Market Data Adapters

Bloomberg Adapter

Connect to Bloomberg Terminal or Bloomberg Server API (SAPI/BPIPE).

from neutryx.market.adapters import BloombergAdapter, BloombergConfig

config = BloombergConfig(
    adapter_name="bloomberg",
    host="localhost",  # Bloomberg API host
    port=8194,         # Bloomberg API port
    application_name="Neutryx",
    timeout_ms=5000,
    cache_enabled=True
)

adapter = BloombergAdapter(config)
await asyncio.to_thread(adapter.connect)

# Get equity quote
quote = adapter.get_equity_quote("AAPL US Equity")
print(f"Price: {quote.price}, Volume: {quote.volume}")

# Get FX quote
fx_quote = adapter.get_fx_quote("EUR", "USD")
print(f"EUR/USD: {fx_quote.spot}")

# Get bond quote
bond_quote = adapter.get_bond_quote("US912828ZG94", id_type="isin")
print(f"Yield: {bond_quote.yield_to_maturity:.2%}")

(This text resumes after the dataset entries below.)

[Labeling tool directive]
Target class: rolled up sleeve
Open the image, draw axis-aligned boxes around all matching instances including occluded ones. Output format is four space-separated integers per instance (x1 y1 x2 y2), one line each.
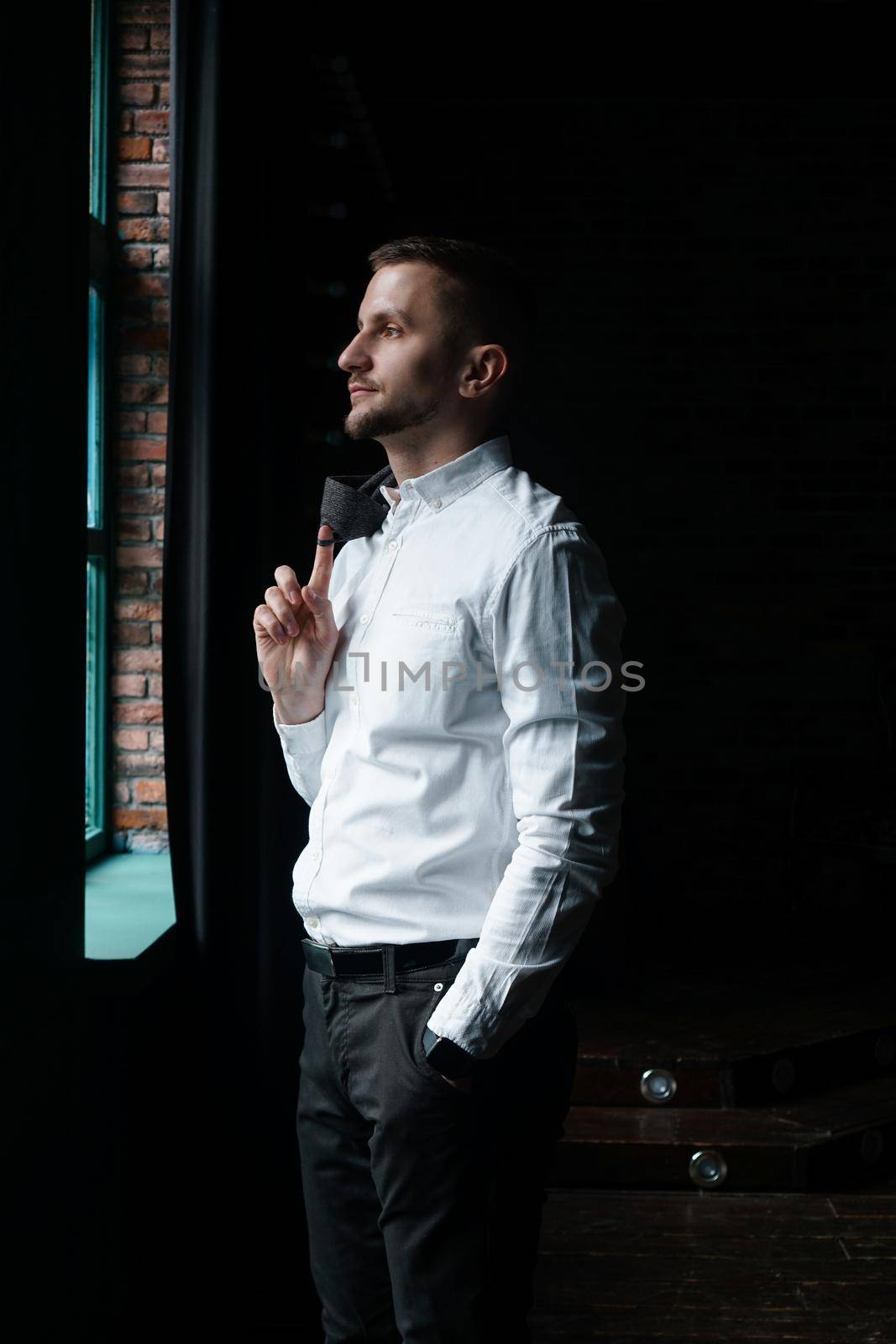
427 522 626 1058
273 704 327 808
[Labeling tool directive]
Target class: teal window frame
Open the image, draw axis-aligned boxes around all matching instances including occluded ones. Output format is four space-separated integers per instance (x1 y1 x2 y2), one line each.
85 0 113 864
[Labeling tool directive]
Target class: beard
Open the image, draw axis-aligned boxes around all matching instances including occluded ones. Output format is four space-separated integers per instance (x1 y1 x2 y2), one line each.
343 392 441 439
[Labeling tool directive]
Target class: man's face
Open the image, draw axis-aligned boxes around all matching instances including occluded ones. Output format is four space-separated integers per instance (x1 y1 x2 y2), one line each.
338 260 462 439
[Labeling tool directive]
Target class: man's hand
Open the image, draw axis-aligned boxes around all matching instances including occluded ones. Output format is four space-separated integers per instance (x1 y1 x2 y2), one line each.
253 522 338 722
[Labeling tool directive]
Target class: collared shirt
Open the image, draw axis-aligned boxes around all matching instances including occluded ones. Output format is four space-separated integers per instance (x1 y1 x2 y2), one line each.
274 434 626 1058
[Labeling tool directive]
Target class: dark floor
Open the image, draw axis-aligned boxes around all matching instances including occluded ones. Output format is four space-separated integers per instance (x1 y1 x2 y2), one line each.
529 1180 896 1344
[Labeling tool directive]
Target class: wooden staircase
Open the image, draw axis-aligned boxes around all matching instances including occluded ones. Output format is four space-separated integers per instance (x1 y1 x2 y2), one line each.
549 968 896 1191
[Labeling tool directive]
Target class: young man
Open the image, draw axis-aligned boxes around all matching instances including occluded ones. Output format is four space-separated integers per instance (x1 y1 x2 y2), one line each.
254 238 625 1344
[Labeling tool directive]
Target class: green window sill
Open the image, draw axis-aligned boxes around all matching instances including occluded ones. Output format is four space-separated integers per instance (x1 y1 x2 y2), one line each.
85 853 176 963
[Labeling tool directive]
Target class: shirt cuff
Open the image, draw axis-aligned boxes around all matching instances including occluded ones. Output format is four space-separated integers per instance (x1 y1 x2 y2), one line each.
271 704 327 757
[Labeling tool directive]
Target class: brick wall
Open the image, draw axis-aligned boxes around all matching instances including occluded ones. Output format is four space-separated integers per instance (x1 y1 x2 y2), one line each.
110 0 170 852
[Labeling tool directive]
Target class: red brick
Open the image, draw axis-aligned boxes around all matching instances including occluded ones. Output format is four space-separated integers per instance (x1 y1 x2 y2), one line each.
118 136 152 163
118 51 170 77
118 327 168 349
117 412 146 434
110 676 146 695
134 108 170 136
114 598 161 621
116 570 146 594
116 491 165 513
118 215 170 244
116 354 152 378
116 438 165 462
113 621 153 648
118 271 168 298
112 701 163 723
116 0 170 23
116 163 170 188
117 517 150 542
121 244 152 270
116 191 156 215
113 728 149 753
117 381 168 406
116 466 149 489
112 649 161 672
116 751 165 780
118 81 156 108
112 808 168 831
116 546 161 570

Bloomberg Field Reference: - PX_LAST: Last price - PX_BID: Bid price - PX_ASK: Ask price - PX_VOLUME: Volume - YLD_YTM_MID: Yield to maturity - Z_SPRD_MID: Credit spread

Refinitiv Adapter

Connect to Refinitiv Data Platform (RDP) or Eikon Desktop.

from neutryx.market.adapters import RefinitivAdapter, RefinitivConfig

# For Eikon Desktop
config = RefinitivConfig(
    adapter_name="refinitiv",
    app_key="your_app_key",
    use_desktop=True
)

# For Refinitiv Data Platform
config_rdp = RefinitivConfig(
    adapter_name="refinitiv",
    app_key="your_app_key",
    username="your_username",
    password="your_password",
    use_desktop=False
)

adapter = RefinitivAdapter(config)
adapter.connect()

# Get equity quote (using RIC)
quote = adapter.get_equity_quote("AAPL.O")  # Apple on NASDAQ

# Get FX quote
fx_quote = adapter.get_fx_quote("EUR", "USD")  # EUR=

# Get commodity quote
commodity = adapter.get_commodity_quote("LCOc1")  # Brent crude

Reuters Instrument Code (RIC) Examples: - Equity: AAPL.O (Apple on NASDAQ), MSFT.O - FX: EUR= (EUR/USD), JPY= (USD/JPY) - Commodities: LCOc1 (Brent crude), CLc1 (WTI crude) - Bonds: US10YT=RR (US 10Y Treasury yield)

Database Storage

PostgreSQL Storage

High-performance relational storage with time-series optimizations.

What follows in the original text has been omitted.